蓝泯昔声音发颤:“诱拐女眷?余叔绝不是那样的人。”
“是非曲直,我已无从辨明,”余舜牧垂下眼帘,“我只能把我知道的告诉你。”
“那你为何至今才说?”
“你不知若家手段,这种事,知道的人越少越好。”他顿了顿:“其实,此前余成悦以及你亲父之死……我们曾怀疑过若家。”
“什么?!”
“但后来暗查,排除了若家嫌疑。”余舜牧说到这里,侧过脸去,不敢正视她的眼睛,“两人死状惨烈,不似常人所为。仵作验尸之后,只说是……招惹了什么不该招惹的妖物。”
这段时日,蓝泯昔原以为泪已经流干了,此刻却又不争气地落了下来。
余舜牧抬了抬手,想替她拭去泪痕,终究缓缓收了回去。
“从前不告诉你,是不愿你背负这些苦痛。但如今你已长大,有权利知晓。这些事与若离之死可能并无直接干系,却总算有一个由头,让我把话说出来了。”

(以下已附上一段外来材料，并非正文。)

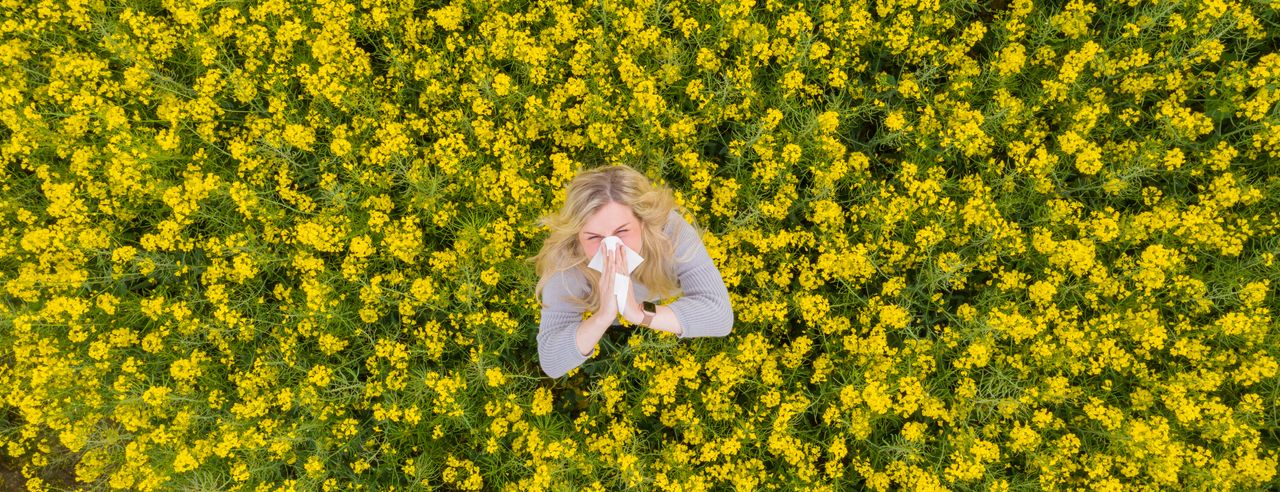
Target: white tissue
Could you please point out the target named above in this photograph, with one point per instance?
(620, 282)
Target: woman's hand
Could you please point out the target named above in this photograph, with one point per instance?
(607, 300)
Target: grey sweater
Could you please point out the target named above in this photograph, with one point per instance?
(703, 310)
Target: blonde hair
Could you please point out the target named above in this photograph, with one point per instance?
(584, 196)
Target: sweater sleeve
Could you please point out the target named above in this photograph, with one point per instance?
(557, 331)
(704, 310)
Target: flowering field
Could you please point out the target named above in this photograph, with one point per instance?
(970, 245)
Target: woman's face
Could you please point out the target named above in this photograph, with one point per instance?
(612, 219)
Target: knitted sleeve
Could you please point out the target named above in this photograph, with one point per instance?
(557, 332)
(704, 310)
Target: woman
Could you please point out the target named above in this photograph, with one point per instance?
(622, 203)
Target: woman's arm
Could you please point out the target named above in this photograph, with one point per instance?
(563, 336)
(704, 310)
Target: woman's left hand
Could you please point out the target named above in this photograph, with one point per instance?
(632, 309)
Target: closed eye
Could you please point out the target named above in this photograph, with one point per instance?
(597, 237)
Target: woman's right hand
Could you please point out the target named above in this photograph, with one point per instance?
(608, 303)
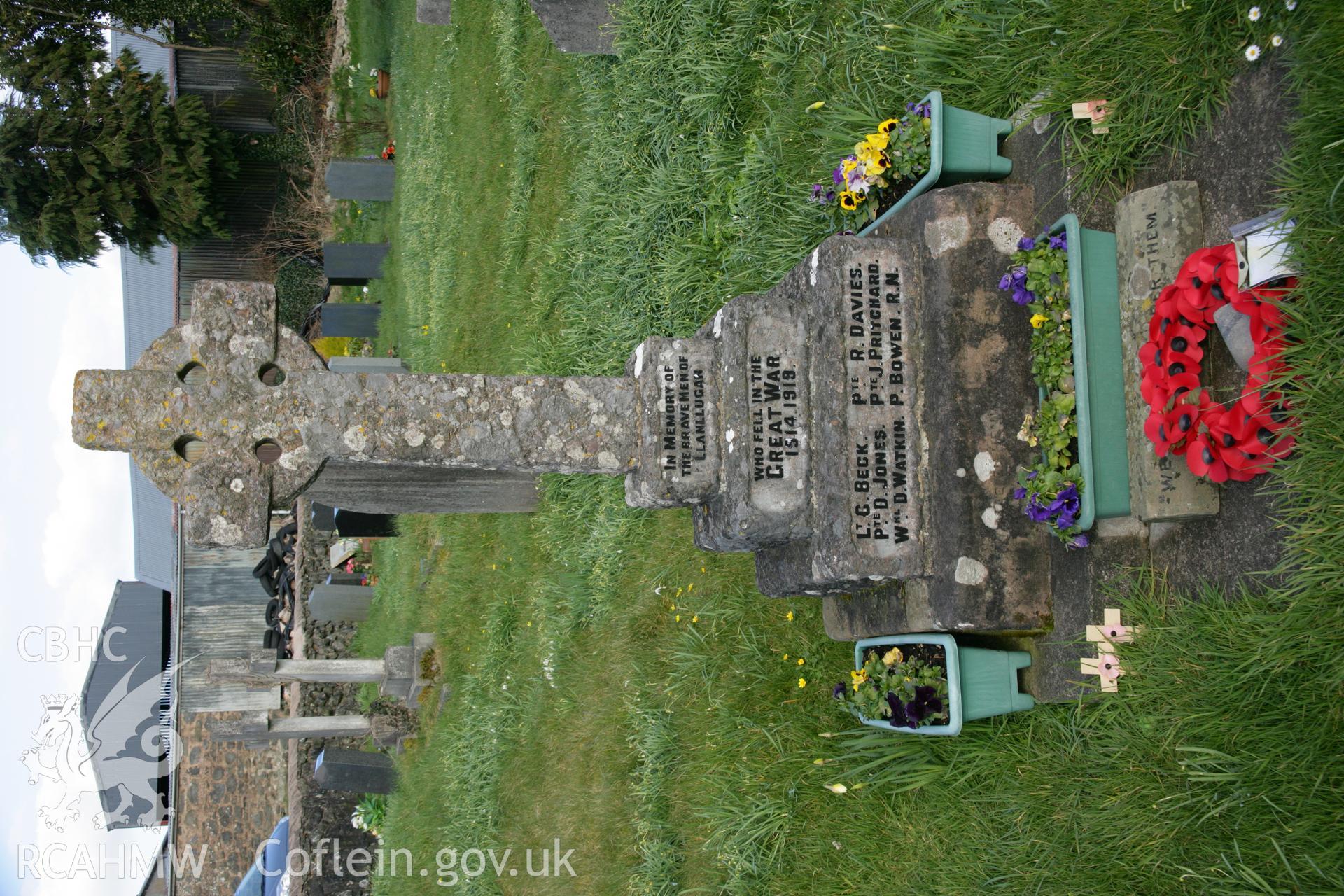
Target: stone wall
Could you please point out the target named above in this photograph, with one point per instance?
(229, 799)
(321, 813)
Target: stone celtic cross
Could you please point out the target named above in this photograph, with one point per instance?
(230, 414)
(851, 426)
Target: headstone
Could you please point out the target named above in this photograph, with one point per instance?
(400, 673)
(435, 13)
(358, 365)
(854, 425)
(321, 516)
(1156, 230)
(355, 771)
(369, 179)
(356, 320)
(365, 526)
(354, 264)
(409, 488)
(339, 602)
(578, 26)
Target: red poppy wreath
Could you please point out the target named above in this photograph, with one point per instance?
(1237, 441)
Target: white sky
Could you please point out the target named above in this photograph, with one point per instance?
(65, 533)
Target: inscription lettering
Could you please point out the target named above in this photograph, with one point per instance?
(875, 363)
(685, 430)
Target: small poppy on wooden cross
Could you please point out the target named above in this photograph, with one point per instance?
(1094, 109)
(1107, 636)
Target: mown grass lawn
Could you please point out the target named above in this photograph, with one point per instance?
(638, 700)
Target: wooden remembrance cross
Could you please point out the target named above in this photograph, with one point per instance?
(811, 424)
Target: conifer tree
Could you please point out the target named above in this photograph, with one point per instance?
(93, 152)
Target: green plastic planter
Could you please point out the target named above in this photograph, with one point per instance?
(980, 682)
(1098, 371)
(962, 146)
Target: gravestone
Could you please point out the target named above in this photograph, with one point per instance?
(359, 365)
(854, 425)
(355, 771)
(354, 320)
(410, 488)
(435, 13)
(339, 602)
(400, 675)
(578, 26)
(369, 179)
(365, 526)
(354, 264)
(1156, 230)
(321, 516)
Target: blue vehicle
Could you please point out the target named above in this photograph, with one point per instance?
(267, 876)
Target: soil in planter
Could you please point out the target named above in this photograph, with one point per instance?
(889, 198)
(932, 654)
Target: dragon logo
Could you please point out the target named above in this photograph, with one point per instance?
(118, 763)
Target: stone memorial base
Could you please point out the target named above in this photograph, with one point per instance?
(857, 425)
(1156, 230)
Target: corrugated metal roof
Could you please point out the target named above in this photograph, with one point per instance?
(148, 286)
(152, 57)
(121, 707)
(155, 536)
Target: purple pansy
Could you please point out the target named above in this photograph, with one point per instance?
(1035, 512)
(898, 713)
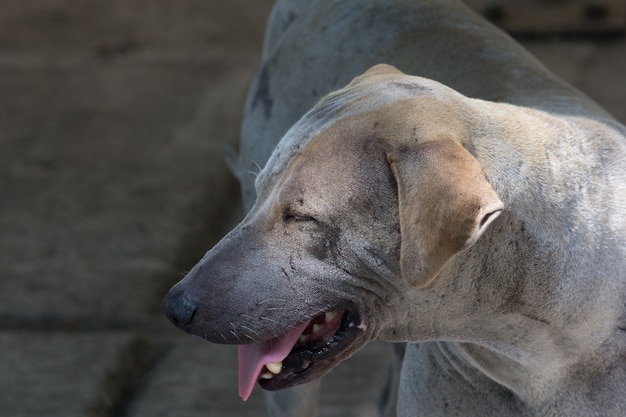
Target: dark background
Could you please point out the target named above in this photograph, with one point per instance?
(113, 116)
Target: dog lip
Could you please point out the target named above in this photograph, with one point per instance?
(307, 363)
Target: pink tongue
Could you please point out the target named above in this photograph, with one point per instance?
(252, 358)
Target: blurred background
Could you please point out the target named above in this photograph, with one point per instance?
(113, 117)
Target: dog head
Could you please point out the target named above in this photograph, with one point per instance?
(367, 197)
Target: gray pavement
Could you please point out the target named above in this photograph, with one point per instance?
(113, 116)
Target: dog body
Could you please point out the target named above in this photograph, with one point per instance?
(482, 221)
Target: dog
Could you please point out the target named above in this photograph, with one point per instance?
(462, 199)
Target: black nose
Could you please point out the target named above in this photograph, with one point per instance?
(178, 308)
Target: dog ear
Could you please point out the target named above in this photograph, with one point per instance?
(445, 205)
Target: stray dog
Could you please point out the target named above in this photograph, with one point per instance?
(475, 209)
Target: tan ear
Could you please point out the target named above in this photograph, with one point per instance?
(380, 69)
(445, 205)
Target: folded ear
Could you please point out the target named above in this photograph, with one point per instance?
(445, 205)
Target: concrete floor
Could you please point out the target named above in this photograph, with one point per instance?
(113, 116)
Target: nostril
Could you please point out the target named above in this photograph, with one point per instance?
(178, 308)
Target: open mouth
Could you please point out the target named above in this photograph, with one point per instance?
(302, 354)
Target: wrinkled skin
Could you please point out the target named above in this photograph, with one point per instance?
(521, 311)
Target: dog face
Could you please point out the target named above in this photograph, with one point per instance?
(364, 200)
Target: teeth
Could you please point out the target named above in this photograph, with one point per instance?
(274, 367)
(329, 316)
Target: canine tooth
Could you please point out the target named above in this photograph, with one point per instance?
(330, 315)
(274, 367)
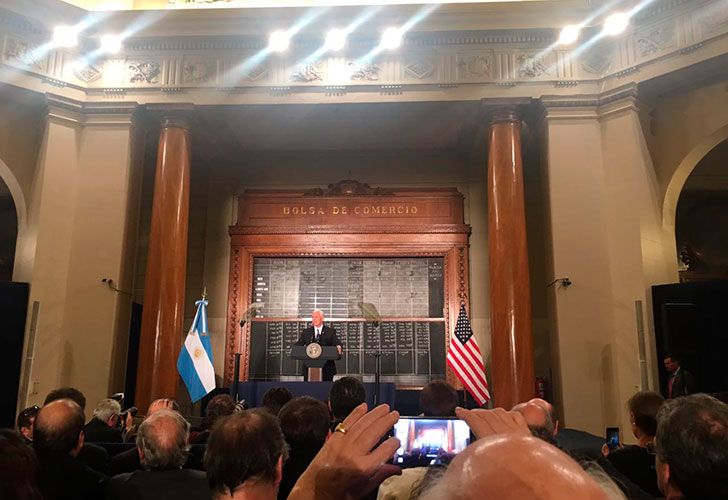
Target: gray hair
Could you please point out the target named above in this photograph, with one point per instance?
(106, 409)
(163, 439)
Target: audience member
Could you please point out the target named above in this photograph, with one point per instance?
(438, 399)
(67, 393)
(91, 454)
(538, 415)
(305, 425)
(18, 468)
(539, 420)
(275, 398)
(346, 394)
(637, 462)
(681, 381)
(162, 444)
(511, 464)
(25, 421)
(352, 462)
(103, 426)
(245, 455)
(57, 439)
(219, 406)
(692, 448)
(128, 461)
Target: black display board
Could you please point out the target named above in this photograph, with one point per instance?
(411, 351)
(289, 289)
(404, 288)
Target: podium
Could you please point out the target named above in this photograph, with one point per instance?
(315, 356)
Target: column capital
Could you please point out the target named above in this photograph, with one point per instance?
(173, 115)
(504, 110)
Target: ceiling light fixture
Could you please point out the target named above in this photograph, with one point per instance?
(65, 36)
(335, 40)
(278, 41)
(569, 34)
(391, 38)
(616, 24)
(111, 44)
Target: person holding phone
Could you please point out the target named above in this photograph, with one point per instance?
(637, 462)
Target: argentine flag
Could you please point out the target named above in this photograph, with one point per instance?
(195, 359)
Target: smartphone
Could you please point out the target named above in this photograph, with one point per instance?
(612, 438)
(428, 441)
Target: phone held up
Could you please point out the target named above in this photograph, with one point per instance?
(612, 438)
(428, 441)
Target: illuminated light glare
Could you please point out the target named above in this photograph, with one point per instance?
(279, 41)
(335, 40)
(616, 24)
(569, 34)
(391, 38)
(65, 36)
(111, 44)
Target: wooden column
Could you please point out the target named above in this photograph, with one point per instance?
(510, 299)
(164, 289)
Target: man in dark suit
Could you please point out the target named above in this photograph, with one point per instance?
(162, 445)
(322, 335)
(57, 439)
(103, 427)
(680, 382)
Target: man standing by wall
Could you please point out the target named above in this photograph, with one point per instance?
(324, 336)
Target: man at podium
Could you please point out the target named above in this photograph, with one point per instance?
(322, 335)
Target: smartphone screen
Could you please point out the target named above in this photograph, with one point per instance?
(613, 438)
(429, 441)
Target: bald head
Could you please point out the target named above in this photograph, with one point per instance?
(58, 428)
(162, 440)
(514, 466)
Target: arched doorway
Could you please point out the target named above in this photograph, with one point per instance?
(701, 218)
(8, 232)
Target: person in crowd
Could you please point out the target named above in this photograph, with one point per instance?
(346, 394)
(438, 399)
(91, 454)
(57, 440)
(691, 445)
(539, 420)
(18, 468)
(352, 462)
(103, 426)
(245, 456)
(680, 382)
(637, 462)
(162, 445)
(129, 461)
(305, 425)
(67, 393)
(219, 406)
(275, 398)
(538, 416)
(25, 421)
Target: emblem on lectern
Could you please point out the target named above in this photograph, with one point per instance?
(313, 350)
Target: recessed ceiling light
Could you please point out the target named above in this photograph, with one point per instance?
(278, 41)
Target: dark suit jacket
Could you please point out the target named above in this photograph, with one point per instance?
(67, 478)
(328, 337)
(176, 484)
(94, 456)
(683, 384)
(97, 431)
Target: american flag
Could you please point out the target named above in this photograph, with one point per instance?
(465, 359)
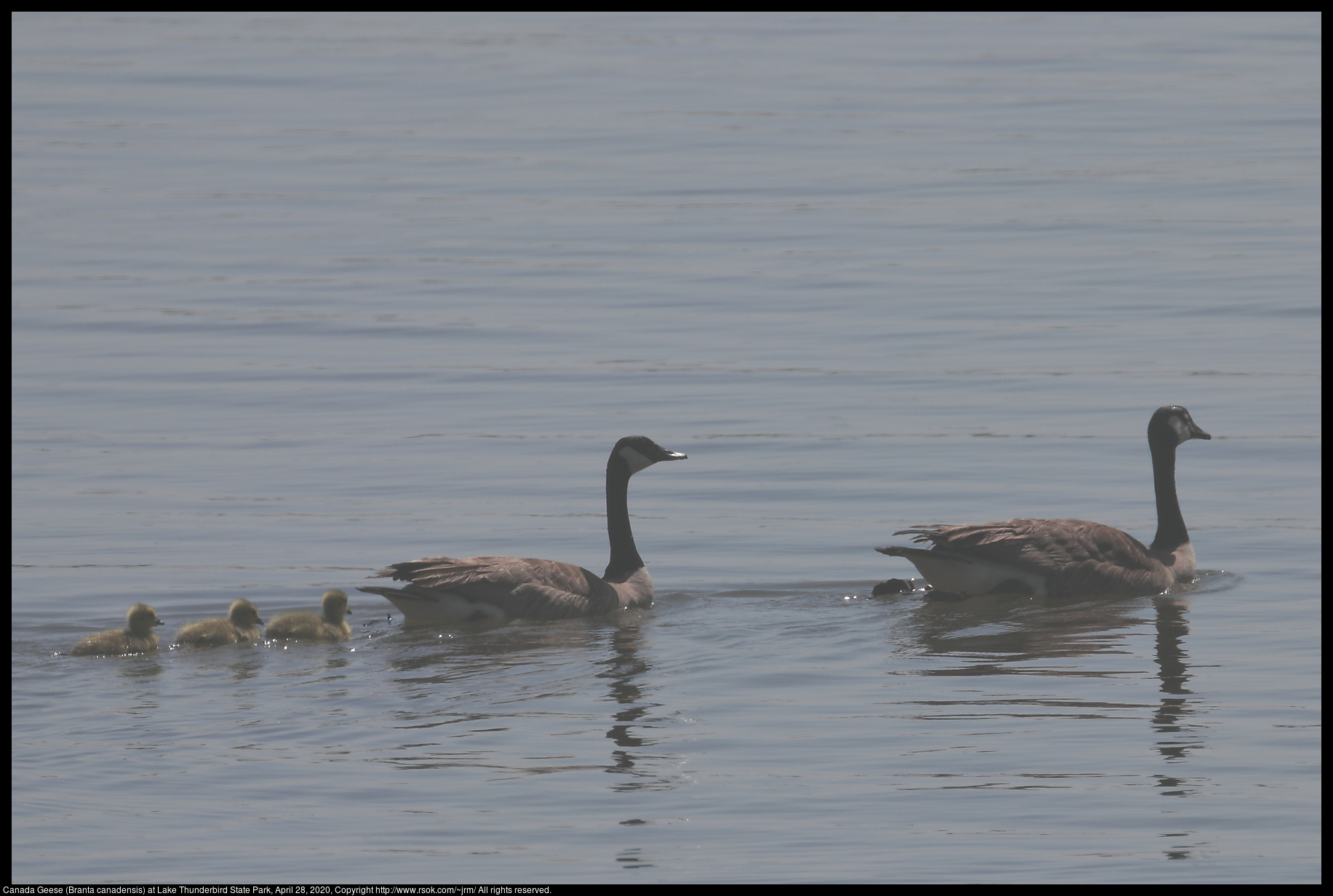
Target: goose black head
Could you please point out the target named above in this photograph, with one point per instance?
(640, 452)
(1174, 425)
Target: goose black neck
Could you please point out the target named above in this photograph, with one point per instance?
(1171, 524)
(624, 556)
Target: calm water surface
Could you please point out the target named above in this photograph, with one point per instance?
(295, 297)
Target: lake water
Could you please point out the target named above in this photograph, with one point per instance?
(298, 296)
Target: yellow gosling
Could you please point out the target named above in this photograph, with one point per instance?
(240, 627)
(309, 627)
(136, 638)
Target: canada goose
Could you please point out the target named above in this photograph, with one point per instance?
(240, 627)
(309, 627)
(136, 638)
(445, 590)
(1067, 558)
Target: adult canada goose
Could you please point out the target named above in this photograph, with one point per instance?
(240, 627)
(136, 638)
(309, 627)
(1067, 558)
(445, 590)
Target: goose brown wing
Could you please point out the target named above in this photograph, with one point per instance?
(1076, 556)
(523, 587)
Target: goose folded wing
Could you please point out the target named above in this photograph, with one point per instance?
(523, 587)
(1075, 555)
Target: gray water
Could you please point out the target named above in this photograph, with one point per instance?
(298, 296)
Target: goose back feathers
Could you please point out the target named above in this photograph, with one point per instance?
(1067, 558)
(447, 590)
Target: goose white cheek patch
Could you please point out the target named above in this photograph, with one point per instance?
(634, 460)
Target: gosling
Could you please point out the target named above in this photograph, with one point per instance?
(309, 627)
(240, 627)
(136, 638)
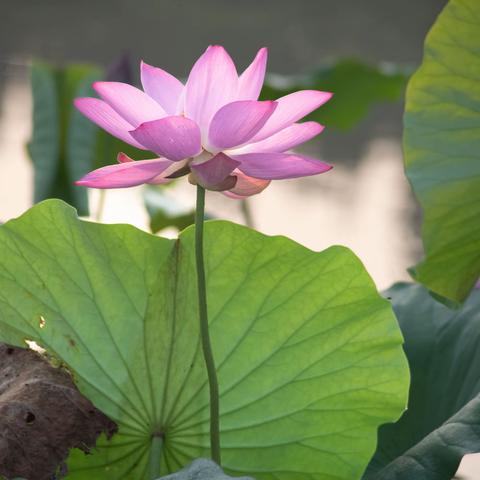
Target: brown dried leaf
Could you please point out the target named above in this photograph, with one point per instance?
(42, 416)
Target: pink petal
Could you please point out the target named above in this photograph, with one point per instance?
(163, 177)
(213, 171)
(277, 166)
(129, 102)
(246, 186)
(105, 117)
(292, 108)
(237, 122)
(284, 140)
(161, 86)
(212, 83)
(172, 137)
(251, 80)
(125, 174)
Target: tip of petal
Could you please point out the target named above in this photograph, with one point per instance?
(123, 158)
(80, 101)
(146, 66)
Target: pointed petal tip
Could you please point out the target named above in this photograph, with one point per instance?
(123, 158)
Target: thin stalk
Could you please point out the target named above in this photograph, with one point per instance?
(100, 206)
(204, 333)
(155, 456)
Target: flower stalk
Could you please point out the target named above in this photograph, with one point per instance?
(204, 331)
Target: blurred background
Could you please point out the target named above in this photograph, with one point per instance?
(365, 202)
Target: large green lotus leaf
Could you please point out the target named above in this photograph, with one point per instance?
(442, 422)
(442, 150)
(309, 355)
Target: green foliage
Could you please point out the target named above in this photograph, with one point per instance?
(442, 151)
(62, 144)
(165, 212)
(442, 422)
(356, 87)
(309, 355)
(201, 469)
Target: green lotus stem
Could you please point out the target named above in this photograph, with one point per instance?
(205, 335)
(155, 456)
(247, 213)
(100, 206)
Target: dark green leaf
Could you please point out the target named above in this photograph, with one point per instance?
(442, 151)
(202, 469)
(63, 141)
(165, 212)
(442, 422)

他凝视着蓝泯昔:“你若需我相助,尽管开口。若哪一日觉得力不从心,忘掉也罢。我想,你生父为你取名‘泯昔’,大抵也是希望你忘却前尘,快快乐乐地活着。”
蓝泯昔颔首,半晌,她开口道:“我有一事相求。”
“你说。”
“我需要若府一案的卷宗。”她眼中泪光犹存,但深处已有火焰燃起,“全部的、真实的卷宗,一字不漏。”
——
十日后,深夜。
余舜牧当真将蓝泯昔带到了廷尉禁室。
蓝泯昔素来不喜他长袖善舞、四处结交的做派,此刻却不得不承认,若无那些,她此刻也难以踏入这道门槛。
引路的是一个沉默寡言的老吏,禁室中竟还有一道暗门。
老吏从袖中摸出一串铜钥,选了一支,插入墙缝间一处几乎看不见的锁孔。
一声轻响,墙壁裂开,露出一人宽的入口。
“皇室密卷,只在此间翻阅,不得带出,不得抄录,不得窥视他卷。一炷香为限。”
言罢,老吏侧身立于门内。
室内只悬一盏铜灯,光色昏黄,照得四壁森森。
石案上摊着一卷泛黄的卷宗,封面以朱笔题写“若氏灭门案”四字。
蓝泯昔解开封绳,缓缓展开。
若家十六口,皆死于祠堂。死状凄惨无比,死因皆为胸口被利爪洞开,尸身被毁。
唯有若离因后脑撞击,颅骨碎裂,当场毙命。死亡时间比府中任何人都要早。
最早的目击者,见贵妃若祈安环抱若离的尸体立于堂内。若祈安见人便瞬间消失,恐为妖物。此后下落不明,查无踪迹。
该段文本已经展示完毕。